# Cats wont go to the toilet outside



## maxwellmollyfifi (Oct 15, 2008)

Hi, I have two cats. Molly is about 8 and was a rescue cat (she was kept in a kennel for maybe a year) and we have just got Fifi who is around 3 months old now.

My problem is that neither of them will go to the toilet outside. Molly has never really been one for going out, i think she was bullied by a boy cat and so is now scared, although she does go to the end of the garden a few times a day. Fifi has been going up to the end of the garden for around two weeks now (we haven't had her long so she hasnt been allowed out)

They both go outside for a walk and for some fresh air, but will come back inside to wee/poo. Molly has always gone to the toilet in the litter tray, and we assumed it was because she was just so used to it with her being so used to the kennel. Fifi on the other hand used to go outside to go to the toilet at her old house, and it just seems that she now goes in the litter tray because she can.

There is a cat flap that is always open and there is the back door that is usually open for them to go out when someone is in. So they know that they can go out, and they do. But they come back in to wee/poo!

Is there any way i can train them both to go in the garden?


----------



## Guest (Oct 15, 2008)

maxwellmollyfifi said:


> Hi, I have two cats. Molly is about 8 and was a rescue cat (she was kept in a kennel for maybe a year) and we have just got Fifi who is around 3 months old now.
> 
> My problem is that neither of them will go to the toilet outside. Molly has never really been one for going out, i think she was bullied by a boy cat and so is now scared, although she does go to the end of the garden a few times a day. Fifi has been going up to the end of the garden for around two weeks now (we haven't had her long so she hasnt been allowed out)
> 
> ...


Why do you want them to go in the garden? cats bury their dump. You will be forever and a day trying to find the dump to clean up. Also they could well go and dump in a neighbours garden. I much prefer my cats doing their ablutions in their litter tray.


----------



## Guest (Oct 15, 2008)

mrsdusty said:


> Why do you want them to go in the garden? cats bury their dump. You will be forever and a day trying to find the dump to clean up. Also they could well go and dump in a neighbours garden.

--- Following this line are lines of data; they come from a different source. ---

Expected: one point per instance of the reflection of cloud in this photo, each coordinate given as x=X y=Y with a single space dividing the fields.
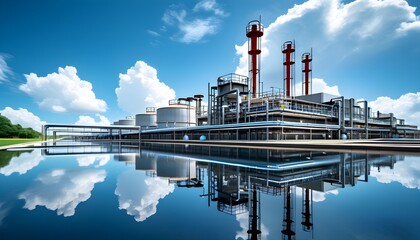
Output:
x=23 y=163
x=3 y=212
x=141 y=201
x=90 y=160
x=317 y=196
x=244 y=224
x=406 y=172
x=62 y=190
x=321 y=196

I much prefer my cats doing their ablutions in their litter tray.


I agree actually - it is also a good health indicator too as you can keep an eye on their poos and make sure they look as they should!!!

I have got so used to scooping litter trays that it doesn't really phase me now!


----------



## maxwellmollyfifi (Oct 15, 2008)

My cats that i had before always went outside, i guess thats just what i consdier normal now. Also it doesnt smell when its outside!!

I dont mind having it in the gargen, as its buried and therefor not causing me any problems.


----------



## LousKoonz (Feb 9, 2008)

They'll eventually start going outside - can't get my 2 neuter moggys to use the litter trays these days so good thing i have a cat proof fenced garden  xx


----------



## Guest (Oct 15, 2008)

maxwellmollyfifi said:


> My cats that i had before always went outside, i guess thats just what i consdier normal now. Also it doesnt smell when its outside!!
> 
> I dont mind having it in the gargen, as its buried and therefor not causing me any problems.


I guess it is what you are used to! Have you tried moving the litter trays outside or having a spare one outside to get them used to it?? They might start using the trays outside and then gradually go where you want them to.

I have one moggie who does jump out of the window to do a wee and literally flies back in again!!! She will use the litter tray for her poos though!


----------



## maxwellmollyfifi (Oct 15, 2008)

ill try with the litter tray outside, will have to try and make a little shelter for it so the litter doesnt get wet in the rain lol. just seems strange that fifi now will play outside, come in to wee/poo the return outside to play lol


----------



## Guest (Oct 15, 2008)

maxwellmollyfifi said:


> ill try with the litter tray outside, will have to try and make a little shelter for it so the litter doesnt get wet in the rain lol. just seems strange that fifi now will play outside, come in to wee/poo the return outside to play lol


You could try a litter tray with a hood, let them use it inside so it has their scent and then move it outside. I did that once many moons ago with another moggie I had but they just used to sit inside it like a little house! Soon got the idea though!


----------



## Guest (Oct 15, 2008)

I enjoy looking after my garden and when weeding I don't wanna be uncovering some hidden cat dump ewwww


----------



## maxwellmollyfifi (Oct 15, 2008)

surly its good for your flowers lol


----------



## LousKoonz (Feb 9, 2008)

maxwellmollyfifi said:


> surly its good for your flowers lol


depends what you feed them i suppose lol xx i should think my moggys would kill flowers as all they'll eat is felix - but the ones that like proper meat it may not be so bad LOL xx

my mogs used to come in to pee and poop - they stopped after a while of their own accord lol xx


----------